Modern Fix



Who cares about the Riverboat Gamblers? Who cares about rockers from Denton, TX, who spend almost as much time in the emergency room as they do on stage? Who cares that their bassist, Pat Lilliard, broke his front teeth when his face connected with a flying microphone? Who cares that they canceled a load of tour dates because Lilliard’s face was too swollen for him to move? Who cares that the gamblers have recouped and are off to Europe in February to kick some euro ass? I do. When a band puts this much raw energy into everything they do, there will undoubtedly be injuries, but no one expected a microphone to decimate Lilliard’s pearly whites. Gearhead Records, the gambler’s current label, said that 30 percent of all the band’s live shows end with at least one member in the ER. I’d like to see an episode of ER where wiry punks come in half drunk, bleeding from the mouth holding shards of shattered teeth in their sweaty hands. Major injuries aside, the gamblers have been heaving balls of solid rock at crowds since their formation in 1997. What started as a party scene circuit of shows has turned into a continent-to-continent barrage of rock. After cutting their teeth (pre-microphone) the gamblers ventured out from their meager Texas town and were picked up by Washington D.C.’s Vile Beat Records. Tim Kerr produced their self-titled debut in 2001 and the gamblers were underway to winning the heart of America. Two years later the gamblers teamed with Kerr again for their second release on the other side of the states with San Francisco’s Gearhead Records.

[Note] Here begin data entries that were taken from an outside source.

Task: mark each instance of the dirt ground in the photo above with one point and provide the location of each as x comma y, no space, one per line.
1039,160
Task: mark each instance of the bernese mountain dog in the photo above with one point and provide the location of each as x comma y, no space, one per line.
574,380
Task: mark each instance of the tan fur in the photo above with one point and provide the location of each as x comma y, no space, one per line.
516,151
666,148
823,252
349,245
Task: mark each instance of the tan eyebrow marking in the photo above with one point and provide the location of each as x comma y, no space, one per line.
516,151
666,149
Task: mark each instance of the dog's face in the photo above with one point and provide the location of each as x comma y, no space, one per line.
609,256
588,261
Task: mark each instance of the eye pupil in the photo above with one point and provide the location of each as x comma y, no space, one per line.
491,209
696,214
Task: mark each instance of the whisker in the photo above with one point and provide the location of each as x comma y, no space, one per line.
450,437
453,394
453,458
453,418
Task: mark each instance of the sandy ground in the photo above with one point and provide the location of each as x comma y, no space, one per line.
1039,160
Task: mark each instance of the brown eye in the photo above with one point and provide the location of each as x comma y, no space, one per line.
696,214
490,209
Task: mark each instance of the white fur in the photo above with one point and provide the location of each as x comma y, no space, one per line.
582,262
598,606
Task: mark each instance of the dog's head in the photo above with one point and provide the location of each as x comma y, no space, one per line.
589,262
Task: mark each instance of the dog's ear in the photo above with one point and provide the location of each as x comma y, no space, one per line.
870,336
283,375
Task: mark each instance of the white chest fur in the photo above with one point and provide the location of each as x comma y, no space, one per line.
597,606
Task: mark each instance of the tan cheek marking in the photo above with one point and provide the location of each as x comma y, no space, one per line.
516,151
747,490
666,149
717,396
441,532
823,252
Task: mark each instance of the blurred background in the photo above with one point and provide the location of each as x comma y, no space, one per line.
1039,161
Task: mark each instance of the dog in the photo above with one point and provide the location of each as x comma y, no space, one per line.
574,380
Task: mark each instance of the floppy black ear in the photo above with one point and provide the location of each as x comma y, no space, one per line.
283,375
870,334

The Riverboat Gamblers have taken the balls-out aggressiveness of eighties punk (Black Flag, Butthole Surfers) and melded it with a garage rock sound that every other band wishes they had. From the Misfits to Rancid to The Hives, the gamblers have all the right influences floating under their music. Punchy four chord progressions and cranky bass lines thrust together under harmonized screams while the listener gets a taste of what great songs sound like. Every song from their short catalogue sounds like they are making it up as they go with everyone building on what the others are doing. They have made an art of putting a party into each song. This is how punk and garage used to be. Chaotic. Reckless. Uncontrollable. Flawed. Imperfect. Amazing.